Students took to the internet within hours of sitting the new mathematics paper on Wednesday to launch a petition urging the Scottish Qualifications Authority (SQA) to be lenient when they come to mark the exam.

One petition demands an answers from the SQA on why the exam was set to such a difficult level, and the other calls on the education body to regrade the results. The two petitions have already reached more than 4,000 signatures.

One petition read: "Students, teachers and parents alike are in disbelief at the exam set by the SQA for Higher Maths. It bore no resemblance to the CFE course studied and specimen papers provided.

"The general consensus is that the majority of questions were so hard the students weren't able to solve them. The SQA should be investigated as this is an outrage. Pupils have put so much preparation into this subject and have now been left traumatised.

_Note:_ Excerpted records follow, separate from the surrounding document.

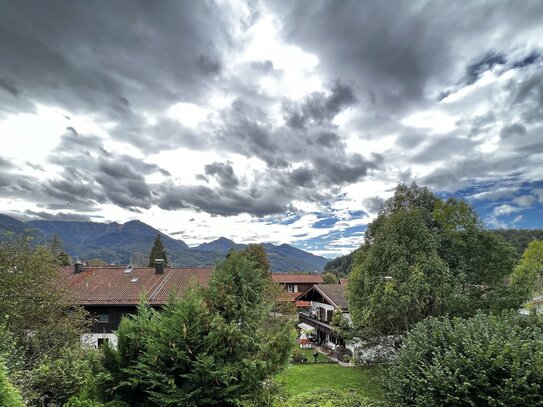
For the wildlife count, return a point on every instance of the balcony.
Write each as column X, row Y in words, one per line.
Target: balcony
column 313, row 320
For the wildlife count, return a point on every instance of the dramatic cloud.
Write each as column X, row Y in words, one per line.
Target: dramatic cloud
column 285, row 121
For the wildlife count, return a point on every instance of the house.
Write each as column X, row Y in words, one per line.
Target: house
column 110, row 292
column 324, row 300
column 294, row 284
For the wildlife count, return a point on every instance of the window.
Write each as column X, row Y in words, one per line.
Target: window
column 102, row 341
column 103, row 318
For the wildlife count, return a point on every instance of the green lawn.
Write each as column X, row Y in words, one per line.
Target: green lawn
column 310, row 359
column 309, row 377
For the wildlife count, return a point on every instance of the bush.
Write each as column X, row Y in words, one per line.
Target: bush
column 298, row 356
column 327, row 398
column 78, row 402
column 53, row 381
column 482, row 361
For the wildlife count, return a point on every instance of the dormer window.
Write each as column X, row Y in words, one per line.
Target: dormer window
column 103, row 318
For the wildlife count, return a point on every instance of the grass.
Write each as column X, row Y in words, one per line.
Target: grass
column 310, row 359
column 310, row 377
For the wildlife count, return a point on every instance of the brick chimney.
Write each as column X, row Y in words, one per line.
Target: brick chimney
column 159, row 266
column 78, row 267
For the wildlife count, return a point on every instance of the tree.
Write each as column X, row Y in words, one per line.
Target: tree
column 527, row 276
column 487, row 360
column 214, row 346
column 329, row 278
column 9, row 396
column 157, row 251
column 423, row 257
column 34, row 299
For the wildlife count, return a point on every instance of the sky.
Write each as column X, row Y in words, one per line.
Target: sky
column 269, row 121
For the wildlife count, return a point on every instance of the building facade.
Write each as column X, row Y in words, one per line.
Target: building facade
column 324, row 300
column 108, row 293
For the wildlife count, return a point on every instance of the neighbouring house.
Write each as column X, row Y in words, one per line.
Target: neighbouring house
column 110, row 292
column 294, row 284
column 316, row 320
column 535, row 305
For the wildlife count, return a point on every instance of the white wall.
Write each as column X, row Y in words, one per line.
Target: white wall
column 315, row 304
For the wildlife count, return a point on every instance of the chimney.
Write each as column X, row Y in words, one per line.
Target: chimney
column 78, row 267
column 159, row 266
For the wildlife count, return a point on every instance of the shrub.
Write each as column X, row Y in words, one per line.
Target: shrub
column 494, row 360
column 54, row 380
column 78, row 402
column 9, row 396
column 327, row 398
column 298, row 356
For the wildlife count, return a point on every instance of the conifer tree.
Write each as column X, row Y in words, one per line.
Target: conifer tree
column 158, row 251
column 213, row 347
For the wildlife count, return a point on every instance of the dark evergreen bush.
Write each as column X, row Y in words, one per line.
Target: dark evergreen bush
column 494, row 360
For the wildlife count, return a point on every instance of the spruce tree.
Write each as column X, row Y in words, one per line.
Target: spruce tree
column 213, row 347
column 157, row 251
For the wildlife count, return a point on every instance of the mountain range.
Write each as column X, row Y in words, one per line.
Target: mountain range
column 123, row 243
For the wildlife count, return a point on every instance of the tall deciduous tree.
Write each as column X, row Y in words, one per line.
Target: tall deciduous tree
column 426, row 257
column 34, row 299
column 158, row 251
column 528, row 275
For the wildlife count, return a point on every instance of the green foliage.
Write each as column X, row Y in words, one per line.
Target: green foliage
column 427, row 257
column 79, row 402
column 213, row 347
column 487, row 360
column 402, row 280
column 158, row 251
column 327, row 398
column 55, row 379
column 329, row 278
column 341, row 326
column 33, row 298
column 9, row 396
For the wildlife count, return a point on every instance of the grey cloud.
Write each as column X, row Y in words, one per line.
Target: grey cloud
column 373, row 204
column 318, row 107
column 9, row 87
column 59, row 216
column 114, row 60
column 489, row 61
column 4, row 163
column 513, row 130
column 224, row 174
column 223, row 203
column 398, row 50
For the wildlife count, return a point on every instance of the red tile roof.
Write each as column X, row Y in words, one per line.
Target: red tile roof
column 112, row 286
column 283, row 278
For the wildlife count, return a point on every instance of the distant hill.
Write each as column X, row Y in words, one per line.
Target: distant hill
column 122, row 243
column 12, row 226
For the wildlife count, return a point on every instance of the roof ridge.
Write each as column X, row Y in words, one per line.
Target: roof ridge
column 161, row 285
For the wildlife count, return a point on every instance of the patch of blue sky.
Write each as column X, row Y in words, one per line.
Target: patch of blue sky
column 325, row 223
column 507, row 204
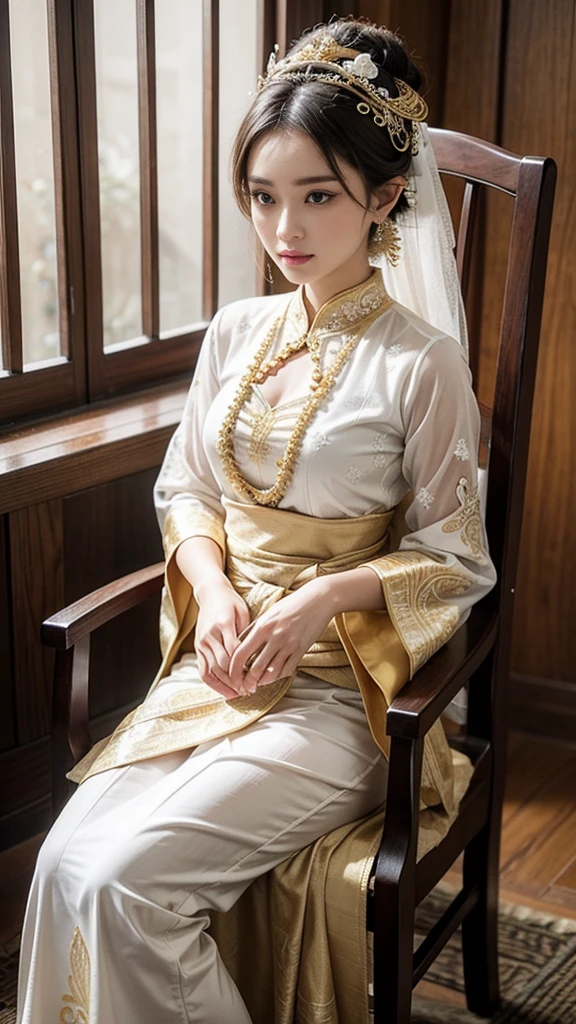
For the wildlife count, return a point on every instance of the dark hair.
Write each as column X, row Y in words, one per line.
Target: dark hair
column 329, row 116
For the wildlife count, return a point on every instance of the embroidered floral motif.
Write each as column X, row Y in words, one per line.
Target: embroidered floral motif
column 174, row 470
column 353, row 404
column 318, row 440
column 468, row 519
column 394, row 351
column 419, row 596
column 424, row 498
column 461, row 451
column 262, row 425
column 78, row 999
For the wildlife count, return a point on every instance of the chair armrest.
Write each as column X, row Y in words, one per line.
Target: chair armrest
column 72, row 624
column 422, row 700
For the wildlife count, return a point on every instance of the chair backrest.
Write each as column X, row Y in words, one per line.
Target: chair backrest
column 531, row 180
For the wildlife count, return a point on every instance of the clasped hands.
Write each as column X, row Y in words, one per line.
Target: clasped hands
column 236, row 656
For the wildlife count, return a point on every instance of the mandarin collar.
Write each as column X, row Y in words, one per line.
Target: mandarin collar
column 345, row 309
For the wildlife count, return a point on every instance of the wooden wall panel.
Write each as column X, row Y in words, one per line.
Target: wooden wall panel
column 542, row 38
column 7, row 722
column 37, row 591
column 110, row 530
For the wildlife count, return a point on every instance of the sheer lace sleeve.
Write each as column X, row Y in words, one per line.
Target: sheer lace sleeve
column 187, row 495
column 442, row 565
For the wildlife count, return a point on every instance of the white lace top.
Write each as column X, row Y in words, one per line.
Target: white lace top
column 401, row 417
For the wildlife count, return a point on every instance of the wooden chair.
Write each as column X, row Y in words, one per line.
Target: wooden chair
column 478, row 653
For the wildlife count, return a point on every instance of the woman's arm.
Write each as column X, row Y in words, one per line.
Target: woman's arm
column 190, row 511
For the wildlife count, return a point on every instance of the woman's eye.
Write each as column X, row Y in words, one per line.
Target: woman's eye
column 262, row 199
column 319, row 199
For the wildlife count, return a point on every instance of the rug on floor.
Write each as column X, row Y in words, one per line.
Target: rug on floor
column 537, row 970
column 537, row 955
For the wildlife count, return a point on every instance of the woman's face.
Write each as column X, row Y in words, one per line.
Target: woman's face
column 307, row 223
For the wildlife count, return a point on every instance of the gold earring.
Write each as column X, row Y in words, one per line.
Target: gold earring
column 385, row 242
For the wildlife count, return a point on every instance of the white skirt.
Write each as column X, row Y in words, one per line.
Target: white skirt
column 115, row 929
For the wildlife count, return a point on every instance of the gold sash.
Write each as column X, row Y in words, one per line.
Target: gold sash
column 270, row 553
column 304, row 923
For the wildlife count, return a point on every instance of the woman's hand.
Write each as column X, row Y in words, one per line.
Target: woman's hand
column 280, row 636
column 222, row 614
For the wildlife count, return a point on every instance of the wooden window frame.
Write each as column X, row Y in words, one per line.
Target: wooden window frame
column 85, row 373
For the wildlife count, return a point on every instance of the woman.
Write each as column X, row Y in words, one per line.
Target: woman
column 289, row 617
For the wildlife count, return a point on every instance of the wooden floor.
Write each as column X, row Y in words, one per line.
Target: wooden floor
column 538, row 862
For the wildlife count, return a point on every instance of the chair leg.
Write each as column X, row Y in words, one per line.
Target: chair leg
column 394, row 957
column 480, row 928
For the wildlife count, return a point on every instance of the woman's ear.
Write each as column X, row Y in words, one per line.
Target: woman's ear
column 386, row 196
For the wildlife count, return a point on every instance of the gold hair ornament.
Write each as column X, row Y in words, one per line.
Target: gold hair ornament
column 354, row 75
column 385, row 242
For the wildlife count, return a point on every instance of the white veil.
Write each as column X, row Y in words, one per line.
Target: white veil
column 425, row 279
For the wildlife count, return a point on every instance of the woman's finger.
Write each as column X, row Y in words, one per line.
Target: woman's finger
column 259, row 664
column 242, row 614
column 212, row 681
column 217, row 659
column 271, row 673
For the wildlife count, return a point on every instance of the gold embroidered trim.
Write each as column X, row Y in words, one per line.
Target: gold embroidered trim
column 417, row 591
column 183, row 522
column 262, row 426
column 342, row 311
column 78, row 999
column 468, row 519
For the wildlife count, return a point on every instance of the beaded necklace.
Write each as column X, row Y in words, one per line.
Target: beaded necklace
column 373, row 300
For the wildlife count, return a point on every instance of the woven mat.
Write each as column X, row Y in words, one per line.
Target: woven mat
column 537, row 970
column 537, row 955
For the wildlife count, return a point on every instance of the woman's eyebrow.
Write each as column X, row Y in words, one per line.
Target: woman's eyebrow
column 300, row 181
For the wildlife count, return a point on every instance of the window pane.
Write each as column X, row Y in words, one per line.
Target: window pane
column 35, row 180
column 178, row 68
column 238, row 84
column 115, row 27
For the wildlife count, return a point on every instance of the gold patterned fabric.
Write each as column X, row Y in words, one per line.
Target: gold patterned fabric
column 77, row 1000
column 305, row 920
column 271, row 553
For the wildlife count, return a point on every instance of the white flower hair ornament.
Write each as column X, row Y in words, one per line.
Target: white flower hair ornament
column 317, row 61
column 362, row 66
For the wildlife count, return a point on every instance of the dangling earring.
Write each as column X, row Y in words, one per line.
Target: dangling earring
column 385, row 242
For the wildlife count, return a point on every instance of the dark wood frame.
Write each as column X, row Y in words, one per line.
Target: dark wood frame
column 478, row 653
column 62, row 382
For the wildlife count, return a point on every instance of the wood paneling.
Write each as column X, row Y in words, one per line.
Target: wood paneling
column 91, row 448
column 7, row 723
column 37, row 591
column 111, row 530
column 541, row 37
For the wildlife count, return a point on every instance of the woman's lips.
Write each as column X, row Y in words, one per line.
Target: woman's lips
column 294, row 260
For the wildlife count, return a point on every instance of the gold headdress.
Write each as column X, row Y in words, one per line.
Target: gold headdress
column 356, row 75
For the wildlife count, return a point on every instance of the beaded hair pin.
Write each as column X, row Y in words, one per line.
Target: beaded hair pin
column 356, row 75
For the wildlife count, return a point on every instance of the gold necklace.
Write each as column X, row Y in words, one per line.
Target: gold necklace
column 320, row 386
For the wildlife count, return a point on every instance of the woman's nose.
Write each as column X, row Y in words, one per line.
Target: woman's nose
column 288, row 226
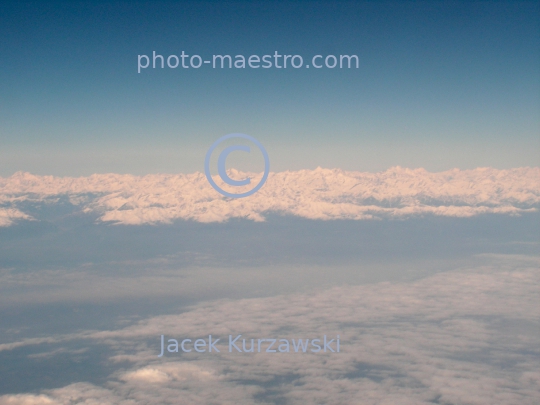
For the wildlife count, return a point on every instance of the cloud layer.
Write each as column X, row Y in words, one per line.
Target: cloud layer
column 462, row 337
column 315, row 194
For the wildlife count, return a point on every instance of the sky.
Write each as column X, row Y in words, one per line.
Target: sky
column 401, row 211
column 439, row 85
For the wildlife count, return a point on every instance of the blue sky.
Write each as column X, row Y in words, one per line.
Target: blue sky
column 440, row 85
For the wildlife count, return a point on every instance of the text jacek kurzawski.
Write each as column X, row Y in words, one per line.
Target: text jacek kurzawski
column 238, row 344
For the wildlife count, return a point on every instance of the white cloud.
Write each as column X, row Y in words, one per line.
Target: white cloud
column 468, row 336
column 316, row 194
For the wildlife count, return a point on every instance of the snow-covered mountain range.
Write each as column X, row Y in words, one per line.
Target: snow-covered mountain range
column 315, row 194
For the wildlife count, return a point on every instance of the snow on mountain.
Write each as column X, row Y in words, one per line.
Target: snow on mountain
column 315, row 194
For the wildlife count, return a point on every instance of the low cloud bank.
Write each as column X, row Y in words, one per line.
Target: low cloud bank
column 462, row 337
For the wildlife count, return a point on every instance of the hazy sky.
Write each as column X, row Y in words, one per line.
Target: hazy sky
column 440, row 85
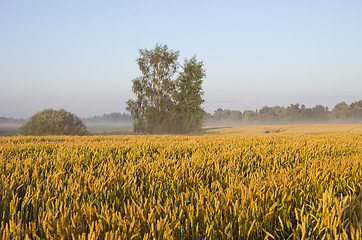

"The knock on effect is fear of subsequent exams and the possibility of not gaining access to the university course they have worked so hard for."

The second petition read: "The New Higher Maths exam was sat throughout Scotland yesterday. However the outcome of this exam reduced individuals to tears and extreme stress due to the high volume of A/B type questions."

A spokesman for the SQA said both papers had been quality assured and added: As part of our post-examination procedures the pass mark and the cut-off score for each grade are determined after detailed consideration.

"No leaner will be disadvantaged should it be deemed that the current and or new Higher maths question papers were more demanding than intended."

Larry Flanagan, general secretary of the Educational Institute of Scotland teaching union, said the SQA had procedures in place to iron out rogue questions.

He said: "They can adjust the grade boundaries for any rogue questions which are out of kilter with the range of pupils' ability."